The landscape of Purbeck is dominated by two ridges of high ground where thin alkaline soils and centuries of grazing by domestic livestock have produced grassland habitats of exceptional diversity.
To the south, around Langton Matravers, is the limestone which forms the backbone of the Jurassic Coast, while to the north the chalky Purbeck Hills run parallel from west of Corfe Castle to Old Harry.
The south facing downland along the coastal strip is sought out by many a botanist looking for rare plants such as the early gentian, nit grass or the UKs largest population of early-spider orchids.
Even for the casual visitor the grassland flowers are spectacular, with lime-loving specialists such as milkwort, birds-foot trefoil, eyebrights, vetches and knapweeds all common.
Along both the coastal strip and the Purbeck Hills, the plant communities provide the habitat for many invertebrates but it is probably the butterflies that are the most eye-catching.
More than 30 species are regularly spotted and these are some of the best sites in England to look for rarities such as the Adonis blue and Lulworth skipper.
They are great sites for grassland birds as well; the song of skylarks and the curious sight of parachuting meadow pipits are a constant backdrop in summer.
Where grazing is less intense the close cropped grassland gives way to small pockets of gorse scrub. These thickets play an important role, particularly for birds, and are home to yellowhammer, linnet and song thrush.
Over the years farming has changed and grazing has generally declined, so the crucial balance between open grasslands full of wild flowers and more closed thickets of taller vegetation has shifted.
There has been a massive increase in gorse scrub along the Purbeck Hills, and the flower and butterfly-rich grasslands no longer run the entire length, but are reduced to smaller and more isolated pockets.
Along the coast the scrub is less dominant, but reduced grazing here has led to thick tussocks of tor grass Brachypodium rupestre in some areas. Although loved by Lulworth skippers, the tor grass soon out-competes most other plants, and plant and animal diversity declines.
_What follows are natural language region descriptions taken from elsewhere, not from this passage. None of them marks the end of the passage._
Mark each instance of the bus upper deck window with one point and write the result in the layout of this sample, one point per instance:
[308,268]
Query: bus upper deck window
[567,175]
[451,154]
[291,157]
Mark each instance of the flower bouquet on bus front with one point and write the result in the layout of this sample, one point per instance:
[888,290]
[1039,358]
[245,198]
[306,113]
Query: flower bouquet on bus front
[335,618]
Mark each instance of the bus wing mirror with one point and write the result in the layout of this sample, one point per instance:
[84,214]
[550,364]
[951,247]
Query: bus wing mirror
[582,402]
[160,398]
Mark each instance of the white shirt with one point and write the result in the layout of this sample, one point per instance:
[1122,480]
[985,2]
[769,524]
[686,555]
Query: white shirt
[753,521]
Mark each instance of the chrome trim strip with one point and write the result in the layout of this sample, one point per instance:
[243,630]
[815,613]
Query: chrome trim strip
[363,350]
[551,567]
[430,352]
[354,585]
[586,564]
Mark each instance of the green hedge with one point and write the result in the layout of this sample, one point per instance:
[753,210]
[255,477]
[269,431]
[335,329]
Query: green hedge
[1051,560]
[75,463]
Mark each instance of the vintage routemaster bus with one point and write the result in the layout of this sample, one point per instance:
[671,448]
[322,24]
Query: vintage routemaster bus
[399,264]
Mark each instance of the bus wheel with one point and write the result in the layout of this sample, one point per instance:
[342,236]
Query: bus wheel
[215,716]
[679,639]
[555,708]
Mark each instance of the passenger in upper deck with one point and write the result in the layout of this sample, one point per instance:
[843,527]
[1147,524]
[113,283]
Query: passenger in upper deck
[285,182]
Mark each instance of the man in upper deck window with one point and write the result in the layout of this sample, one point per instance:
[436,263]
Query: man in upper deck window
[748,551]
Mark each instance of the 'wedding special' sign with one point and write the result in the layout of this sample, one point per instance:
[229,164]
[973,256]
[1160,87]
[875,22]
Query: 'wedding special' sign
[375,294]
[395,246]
As with so many of our habitats in lowland Britain, our grasslands have developed as a result of the way people have lived and farmed over many centuries, and if we want to look after the wildlife that depends on them, we need to keep managing them.
We have ambitious plans to clear scrub and restore more of our grasslands in Purbeck over the coming years, but just as importantly we will be working to help our tenants make traditional grazing a viable long-term option for 21st century farms.